Life in Kiev is suspended between war and the mirage of normality

For the past few months, Kyiv has returned to “normalcy,” although living here still requires some precautions.

To find an apartment, for example, it’s not enough just to use a real estate agency – if you have the means to do so, it would be better to contact a security expert, someone with a military background who would visit the house, knock on the walls, look at the floor plan, examine the balcony and make all kinds of inspections. In general, it is not advisable to live on high floors, in buildings without shelters or in the “red zone”: in the neighborhoods of ministries, power plants or military bases. In short, you find yourself asking neighborhood residents about whether or not there is an underground shelter there. Out of context, this makes for a rather surreal scene: “Hello, do you mind if I ask, where’s the bakery, the supermarket and the bomb shelter?”

Kyiv is completely oriented towards the Western world, welcoming it in the form of business models and the capitalist lifestyle. It is a city on the rise, in no way lacking compared to a European or U.S. metropolis, but at the same time one can see the echoes of socialism in the urban structure, in the prevalence of public spaces. Here, stores don’t just face the streets, but are also found in the courtyards of buildings, which are open to pedestrian traffic. After living in Kyiv for a while, one begins to find shortcuts between the buildings, where one comes across small stores of all kinds; there are also many “hidden” nightclubs. A neon sign, an arrow drawn on the wall, a colored lightbulb are enough to make it clear that behind the door of a basement there is a bar or a disco, where you can dance and drink until the midnight curfew, and if an air raid goes off there’s no need to run anywhere else for cover, because you’re already underground.

The patrons are young men of conscription age: the group in the least enviable position in the world right now. The dumbest question you can ask them is, “Aren’t you afraid that one day they’ll put a rifle in your hand and send you to the front?” Everyone will answer that they’re actually looking forward to it, because they love Ukraine and want to do something for their country; but between the lines, the real answer (and it would be absurd for it to be any other way) is that they’re scared out of their minds. After a few beers, one will confess that he wants to cut off one of his fingers to escape, another is afraid that the police will catch him smoking a joint and he will go to the top of the list to be sent to the front. In short, that’s one of the uses that are made of war: behave or you’ll be sent to the front.

Until a few days ago, one felt safe in Kyiv. Apart from the March 9 attacks, which seemed to be aimed mostly at the suburbs, there was no more need to go down into the shelters.
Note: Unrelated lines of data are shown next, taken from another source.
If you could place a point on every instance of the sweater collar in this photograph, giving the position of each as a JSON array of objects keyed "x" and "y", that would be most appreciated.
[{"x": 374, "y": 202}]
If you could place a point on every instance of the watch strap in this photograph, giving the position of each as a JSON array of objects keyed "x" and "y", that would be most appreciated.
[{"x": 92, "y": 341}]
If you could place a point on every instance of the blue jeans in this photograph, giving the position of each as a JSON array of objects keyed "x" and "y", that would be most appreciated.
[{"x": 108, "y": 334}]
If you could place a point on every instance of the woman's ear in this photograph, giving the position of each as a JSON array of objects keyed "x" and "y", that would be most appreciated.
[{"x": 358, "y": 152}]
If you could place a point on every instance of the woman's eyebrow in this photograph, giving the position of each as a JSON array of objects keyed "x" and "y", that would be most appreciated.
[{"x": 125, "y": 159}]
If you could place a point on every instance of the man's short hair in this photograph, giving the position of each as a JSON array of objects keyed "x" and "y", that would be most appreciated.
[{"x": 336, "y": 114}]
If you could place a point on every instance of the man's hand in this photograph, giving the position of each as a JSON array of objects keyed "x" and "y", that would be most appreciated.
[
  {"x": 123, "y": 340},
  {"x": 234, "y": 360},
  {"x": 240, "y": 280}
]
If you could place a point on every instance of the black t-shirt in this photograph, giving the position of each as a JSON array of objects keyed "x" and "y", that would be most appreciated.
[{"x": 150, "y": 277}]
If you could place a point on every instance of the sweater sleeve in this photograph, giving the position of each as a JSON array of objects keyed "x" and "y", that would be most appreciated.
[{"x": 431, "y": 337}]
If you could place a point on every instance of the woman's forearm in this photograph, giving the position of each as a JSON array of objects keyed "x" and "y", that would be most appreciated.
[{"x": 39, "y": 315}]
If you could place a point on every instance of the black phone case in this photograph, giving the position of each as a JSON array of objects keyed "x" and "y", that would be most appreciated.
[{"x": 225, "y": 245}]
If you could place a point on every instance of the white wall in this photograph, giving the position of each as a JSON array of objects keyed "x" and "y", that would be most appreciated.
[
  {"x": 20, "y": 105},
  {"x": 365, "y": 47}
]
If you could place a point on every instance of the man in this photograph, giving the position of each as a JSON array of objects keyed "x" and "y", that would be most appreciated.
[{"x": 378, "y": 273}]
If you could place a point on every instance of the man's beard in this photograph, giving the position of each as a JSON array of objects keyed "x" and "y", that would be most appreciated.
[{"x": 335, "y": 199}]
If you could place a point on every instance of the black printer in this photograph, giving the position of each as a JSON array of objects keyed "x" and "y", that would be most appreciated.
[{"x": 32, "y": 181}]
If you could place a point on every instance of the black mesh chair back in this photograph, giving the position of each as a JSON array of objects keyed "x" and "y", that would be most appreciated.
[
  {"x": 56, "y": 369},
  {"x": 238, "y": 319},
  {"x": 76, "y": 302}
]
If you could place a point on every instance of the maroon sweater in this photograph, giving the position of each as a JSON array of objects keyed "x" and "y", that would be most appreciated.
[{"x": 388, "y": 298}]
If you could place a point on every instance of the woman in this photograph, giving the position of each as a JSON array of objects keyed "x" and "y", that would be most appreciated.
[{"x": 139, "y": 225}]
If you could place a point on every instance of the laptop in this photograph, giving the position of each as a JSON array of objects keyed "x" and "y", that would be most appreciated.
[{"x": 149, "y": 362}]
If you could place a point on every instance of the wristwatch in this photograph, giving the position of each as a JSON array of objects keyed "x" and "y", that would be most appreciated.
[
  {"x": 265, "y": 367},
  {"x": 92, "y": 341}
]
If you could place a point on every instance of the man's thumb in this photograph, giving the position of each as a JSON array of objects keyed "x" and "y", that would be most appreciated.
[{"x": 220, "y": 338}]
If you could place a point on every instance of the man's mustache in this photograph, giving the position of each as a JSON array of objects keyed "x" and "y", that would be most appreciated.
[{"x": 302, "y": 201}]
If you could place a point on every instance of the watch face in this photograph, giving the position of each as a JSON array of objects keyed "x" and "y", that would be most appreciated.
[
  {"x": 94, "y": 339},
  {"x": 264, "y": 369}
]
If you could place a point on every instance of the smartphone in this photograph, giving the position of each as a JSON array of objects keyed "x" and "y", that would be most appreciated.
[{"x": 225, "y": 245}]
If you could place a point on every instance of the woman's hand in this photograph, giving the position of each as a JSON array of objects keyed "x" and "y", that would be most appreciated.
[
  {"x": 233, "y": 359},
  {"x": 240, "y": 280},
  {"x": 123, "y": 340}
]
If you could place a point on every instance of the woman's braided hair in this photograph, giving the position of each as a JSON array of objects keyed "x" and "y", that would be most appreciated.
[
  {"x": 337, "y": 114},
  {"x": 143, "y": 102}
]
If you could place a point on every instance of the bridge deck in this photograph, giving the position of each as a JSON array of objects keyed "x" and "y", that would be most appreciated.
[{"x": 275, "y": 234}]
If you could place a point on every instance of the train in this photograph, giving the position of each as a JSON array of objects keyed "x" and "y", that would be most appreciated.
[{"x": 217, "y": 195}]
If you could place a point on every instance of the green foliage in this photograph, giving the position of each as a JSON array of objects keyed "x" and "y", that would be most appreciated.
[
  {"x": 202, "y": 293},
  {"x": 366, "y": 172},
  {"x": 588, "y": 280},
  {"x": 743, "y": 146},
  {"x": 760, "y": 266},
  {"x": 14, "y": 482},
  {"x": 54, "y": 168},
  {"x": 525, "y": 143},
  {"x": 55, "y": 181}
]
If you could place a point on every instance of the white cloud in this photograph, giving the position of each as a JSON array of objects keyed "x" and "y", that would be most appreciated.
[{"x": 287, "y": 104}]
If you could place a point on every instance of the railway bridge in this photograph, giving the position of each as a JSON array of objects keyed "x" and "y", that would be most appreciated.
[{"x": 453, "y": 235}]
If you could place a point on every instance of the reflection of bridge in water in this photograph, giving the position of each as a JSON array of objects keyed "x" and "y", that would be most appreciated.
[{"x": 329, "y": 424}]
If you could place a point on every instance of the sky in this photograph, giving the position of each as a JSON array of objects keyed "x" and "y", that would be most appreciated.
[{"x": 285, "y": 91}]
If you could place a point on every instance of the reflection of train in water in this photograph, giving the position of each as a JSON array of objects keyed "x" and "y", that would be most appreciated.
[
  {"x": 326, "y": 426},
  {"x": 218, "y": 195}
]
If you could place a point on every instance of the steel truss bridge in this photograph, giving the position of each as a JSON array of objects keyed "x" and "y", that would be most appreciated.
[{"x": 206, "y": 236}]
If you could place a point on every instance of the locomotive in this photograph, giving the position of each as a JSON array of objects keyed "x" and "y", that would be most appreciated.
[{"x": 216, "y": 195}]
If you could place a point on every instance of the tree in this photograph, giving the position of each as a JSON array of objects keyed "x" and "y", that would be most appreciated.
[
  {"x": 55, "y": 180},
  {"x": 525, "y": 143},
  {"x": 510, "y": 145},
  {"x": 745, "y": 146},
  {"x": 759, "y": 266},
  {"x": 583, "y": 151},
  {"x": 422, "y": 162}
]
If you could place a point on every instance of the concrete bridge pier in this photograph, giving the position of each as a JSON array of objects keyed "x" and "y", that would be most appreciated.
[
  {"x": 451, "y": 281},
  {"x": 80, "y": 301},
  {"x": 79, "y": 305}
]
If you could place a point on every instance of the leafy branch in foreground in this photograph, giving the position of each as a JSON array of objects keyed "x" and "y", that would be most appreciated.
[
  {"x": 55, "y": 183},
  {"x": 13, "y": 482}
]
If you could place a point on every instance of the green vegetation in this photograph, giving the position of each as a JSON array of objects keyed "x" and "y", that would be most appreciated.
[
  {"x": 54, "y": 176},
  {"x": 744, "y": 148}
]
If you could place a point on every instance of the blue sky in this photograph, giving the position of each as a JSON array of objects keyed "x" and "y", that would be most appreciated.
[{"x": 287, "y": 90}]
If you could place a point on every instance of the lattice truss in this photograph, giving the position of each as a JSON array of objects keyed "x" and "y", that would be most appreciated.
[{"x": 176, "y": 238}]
Sirens have continued to sound once a day, but if you follow the various Telegram channels that have more details on the true extent of the risk, it becomes clear that the alert is not about the capital at all, or that it’s about a MiG fighter taking off from Russia or Belarus, planes that are so fast that no alert would give sufficient advance warning, so you might as well stay where you are. The siren sounds and life goes on, in bars, in the streets, in homes.

Then came the drone over the Kremlin, and the night alarms began again, this time accompanied by explosions near the center; and there are also falling debris and malfunctioning Ukrainian drones such as those shot down by the army over the home of the president (who was on a trip to the Low Countries that day).

The quiet life of the capital has started to be affected by these events, and the residents, who showed their resilience by no longer caring about the alarms, are beginning to worry about them again.

Internationals are the most cautious, stockpiling food supplies in shelters, and those who don’t have a shelter in their building can use the subway or those in the nearest blocks of flats, while the luxurious hotels nearby refuse to receive non-customers who find themselves there during the alarms and seek shelter. The public and private sphere, socialism and capitalism colliding – especially in emergencies, in the commodification of basic rights, like having shelter during a bombing.